Rob Routs, executive downstream director of the Shell Group, said in Beijing on Monday that Shell's new development strategy would focus on the growing markets in the world, such as China, India, Turkey, Indonesia, Malaysia, Russia, Ukraine and Thailand, which may become Shell's new growth points.
Shell, which suffered a profit decline in the third quarter of this year due to the sluggish global oil refining market, is adjusting its development strategy by peeling off some low-profit business including closing some refineries, and increasing investment and expanding business in some new growing markets, said Routs.
Routs stressed that China has become one of its most important markets, and he added that the openness of the Chinese market and China's strategy to pursue sustainable development has provided great opportunities for Shell to expand downstream business in the country, ranging from fuels, lubricants, bitumen to chemicals businesses.
Shell's largest project in China, the 4.3-billion-dollar China National Offshore Oil Corporation-Shell Petrochemical Corporation in Daya Bay in south China's Guangdong Province, which began operation in early 2006, operates well, he said.
With an annual output capacity of 2.3 million tons of petrochemical products, the project's total production has reached 1.7 million tons so far in 2007.
Shell became the leading international oil company in China's lubricants market in 2006 following the acquisition of a 75 percent share of Beijing Tongyi Petroleum Chemical Company Ltd and Tongyi Petroleum Chemical (Xianyang) Company Limited.

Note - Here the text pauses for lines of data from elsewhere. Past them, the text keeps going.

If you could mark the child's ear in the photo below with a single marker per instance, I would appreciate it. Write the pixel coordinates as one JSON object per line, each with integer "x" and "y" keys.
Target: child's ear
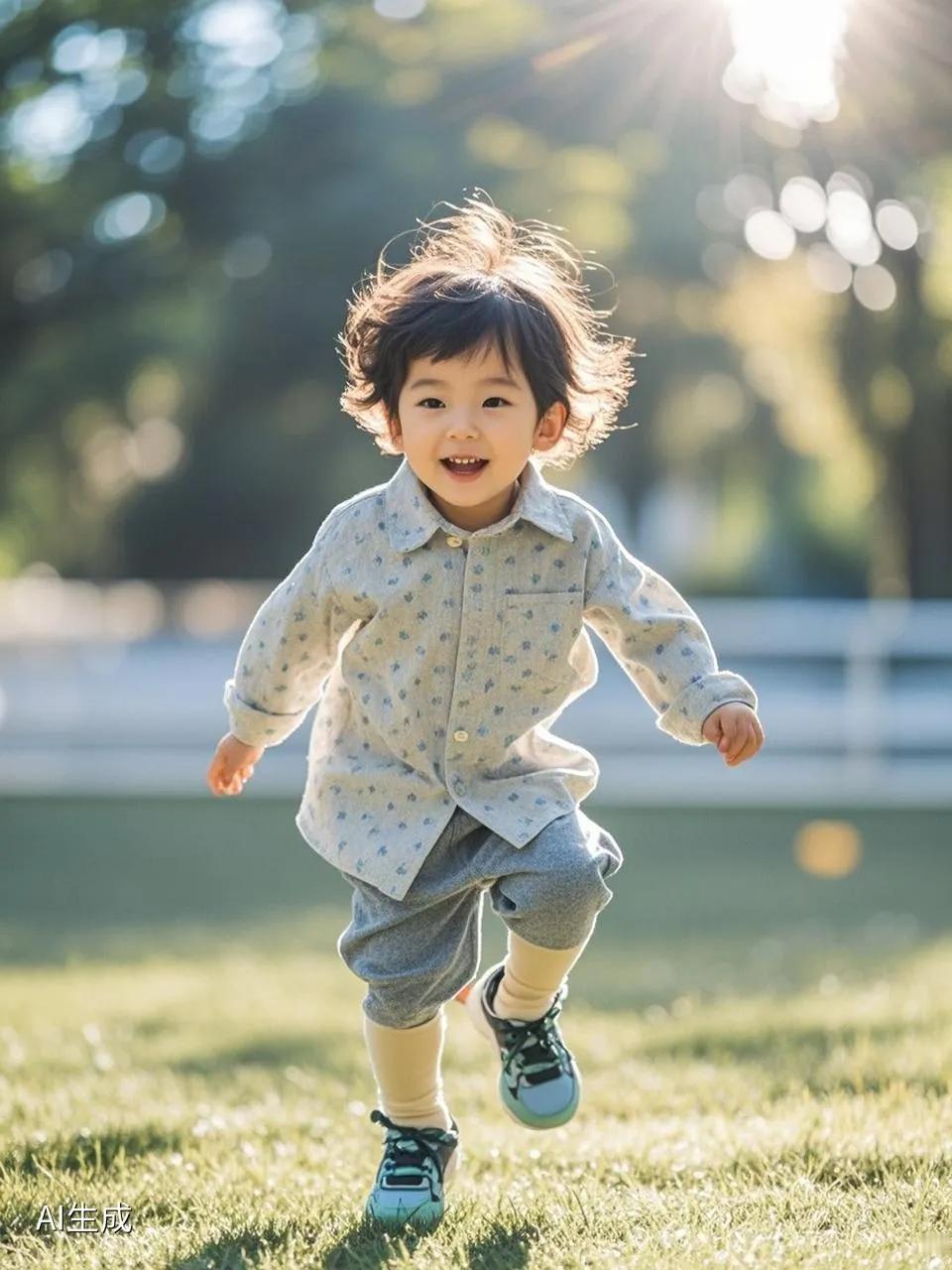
{"x": 549, "y": 427}
{"x": 395, "y": 434}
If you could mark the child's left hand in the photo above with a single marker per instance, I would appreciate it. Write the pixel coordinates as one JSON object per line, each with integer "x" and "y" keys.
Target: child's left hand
{"x": 737, "y": 731}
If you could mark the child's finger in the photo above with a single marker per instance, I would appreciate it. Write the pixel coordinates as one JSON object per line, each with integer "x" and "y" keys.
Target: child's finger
{"x": 743, "y": 751}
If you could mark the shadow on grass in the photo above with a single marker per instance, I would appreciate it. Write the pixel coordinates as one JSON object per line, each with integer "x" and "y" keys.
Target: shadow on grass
{"x": 90, "y": 1152}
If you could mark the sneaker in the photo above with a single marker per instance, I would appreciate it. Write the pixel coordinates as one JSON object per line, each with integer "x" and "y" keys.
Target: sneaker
{"x": 538, "y": 1084}
{"x": 414, "y": 1174}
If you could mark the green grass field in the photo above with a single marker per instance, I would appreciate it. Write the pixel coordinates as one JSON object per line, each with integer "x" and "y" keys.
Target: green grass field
{"x": 766, "y": 1053}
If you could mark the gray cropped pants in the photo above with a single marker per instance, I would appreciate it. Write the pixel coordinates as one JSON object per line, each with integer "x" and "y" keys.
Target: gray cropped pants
{"x": 416, "y": 952}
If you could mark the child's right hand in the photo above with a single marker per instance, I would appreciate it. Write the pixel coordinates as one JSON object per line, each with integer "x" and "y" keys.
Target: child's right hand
{"x": 232, "y": 765}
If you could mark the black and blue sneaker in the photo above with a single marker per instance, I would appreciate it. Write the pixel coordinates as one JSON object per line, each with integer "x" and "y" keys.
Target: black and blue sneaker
{"x": 538, "y": 1084}
{"x": 414, "y": 1174}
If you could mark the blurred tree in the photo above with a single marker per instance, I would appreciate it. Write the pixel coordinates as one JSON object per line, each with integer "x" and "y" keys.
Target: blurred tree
{"x": 191, "y": 190}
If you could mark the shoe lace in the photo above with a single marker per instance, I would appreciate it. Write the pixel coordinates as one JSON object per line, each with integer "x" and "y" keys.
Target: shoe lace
{"x": 409, "y": 1151}
{"x": 535, "y": 1049}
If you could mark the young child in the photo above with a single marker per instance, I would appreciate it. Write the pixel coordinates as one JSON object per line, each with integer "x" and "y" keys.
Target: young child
{"x": 439, "y": 624}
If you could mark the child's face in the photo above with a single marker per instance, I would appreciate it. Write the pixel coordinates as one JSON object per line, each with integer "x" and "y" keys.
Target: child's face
{"x": 471, "y": 409}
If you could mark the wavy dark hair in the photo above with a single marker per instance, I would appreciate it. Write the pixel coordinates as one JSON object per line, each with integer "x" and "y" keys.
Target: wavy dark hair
{"x": 475, "y": 278}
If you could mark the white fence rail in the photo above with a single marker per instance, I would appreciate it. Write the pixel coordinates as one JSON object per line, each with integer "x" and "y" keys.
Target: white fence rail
{"x": 117, "y": 689}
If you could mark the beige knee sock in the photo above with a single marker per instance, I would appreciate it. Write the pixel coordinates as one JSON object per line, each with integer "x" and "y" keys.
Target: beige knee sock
{"x": 532, "y": 976}
{"x": 405, "y": 1064}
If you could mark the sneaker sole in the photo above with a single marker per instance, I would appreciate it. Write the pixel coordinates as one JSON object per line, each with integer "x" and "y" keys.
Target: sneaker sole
{"x": 471, "y": 1000}
{"x": 424, "y": 1214}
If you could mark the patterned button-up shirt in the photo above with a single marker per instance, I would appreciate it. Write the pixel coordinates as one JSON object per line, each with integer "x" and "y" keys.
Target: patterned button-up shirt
{"x": 438, "y": 658}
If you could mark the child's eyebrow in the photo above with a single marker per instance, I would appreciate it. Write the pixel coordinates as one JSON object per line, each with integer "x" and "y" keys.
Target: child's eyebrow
{"x": 439, "y": 384}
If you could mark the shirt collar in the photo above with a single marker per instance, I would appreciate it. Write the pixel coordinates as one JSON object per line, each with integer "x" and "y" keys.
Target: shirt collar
{"x": 412, "y": 518}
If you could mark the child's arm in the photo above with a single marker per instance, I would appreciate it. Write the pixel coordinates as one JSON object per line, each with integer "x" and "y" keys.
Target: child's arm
{"x": 658, "y": 642}
{"x": 286, "y": 656}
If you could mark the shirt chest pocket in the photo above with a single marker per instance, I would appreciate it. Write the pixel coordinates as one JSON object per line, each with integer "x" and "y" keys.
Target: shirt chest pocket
{"x": 538, "y": 634}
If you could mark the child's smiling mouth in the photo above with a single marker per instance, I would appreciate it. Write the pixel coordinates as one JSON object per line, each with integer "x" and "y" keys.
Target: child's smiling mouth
{"x": 465, "y": 470}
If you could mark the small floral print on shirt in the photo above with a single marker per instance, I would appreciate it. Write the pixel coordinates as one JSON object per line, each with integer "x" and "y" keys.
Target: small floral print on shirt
{"x": 438, "y": 658}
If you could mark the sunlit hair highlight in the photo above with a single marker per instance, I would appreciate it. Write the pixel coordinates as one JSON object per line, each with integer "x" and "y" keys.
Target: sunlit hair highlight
{"x": 477, "y": 278}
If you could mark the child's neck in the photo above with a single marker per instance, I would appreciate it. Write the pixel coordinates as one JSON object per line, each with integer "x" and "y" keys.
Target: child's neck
{"x": 481, "y": 516}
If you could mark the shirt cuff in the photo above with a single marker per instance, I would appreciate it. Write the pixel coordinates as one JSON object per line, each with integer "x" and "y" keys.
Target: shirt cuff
{"x": 685, "y": 715}
{"x": 257, "y": 726}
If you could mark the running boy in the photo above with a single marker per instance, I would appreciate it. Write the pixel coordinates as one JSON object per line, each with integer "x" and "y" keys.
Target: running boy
{"x": 439, "y": 624}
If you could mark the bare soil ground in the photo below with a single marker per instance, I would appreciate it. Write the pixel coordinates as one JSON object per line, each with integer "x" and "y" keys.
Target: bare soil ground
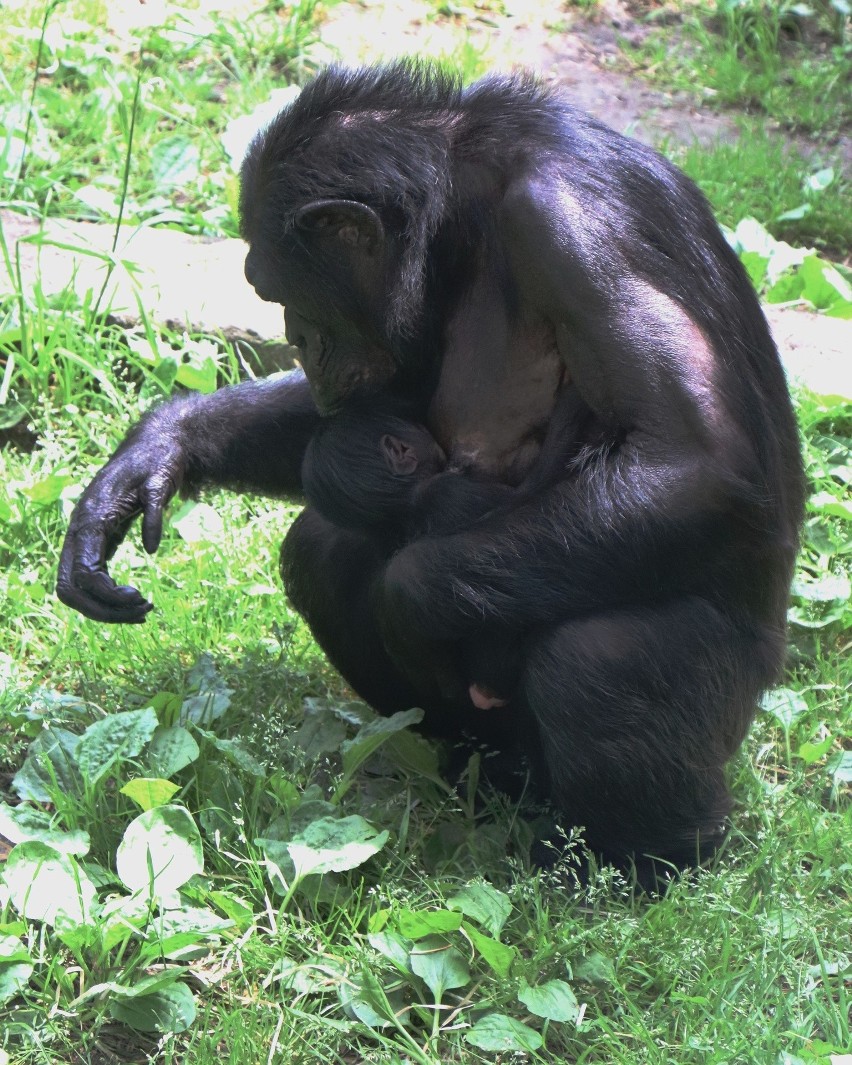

Routs said the purchase, finished September 2006, has given Shell the third largest share of China's rapidly-growing lubricants market.
Currently, sales of Shell-brand lubricants continue a double-digit growth, and Shell has five lubricants blending plants in operation with the sixth one to be built in the city of Zhuhai in Guangdong.
"We plan to further expand our retain business in China in the future," said Routs, who also noted that the form of investment will depend on the "opening of local market and its profit ratio", under the condition that a stable oil supply is guaranteed.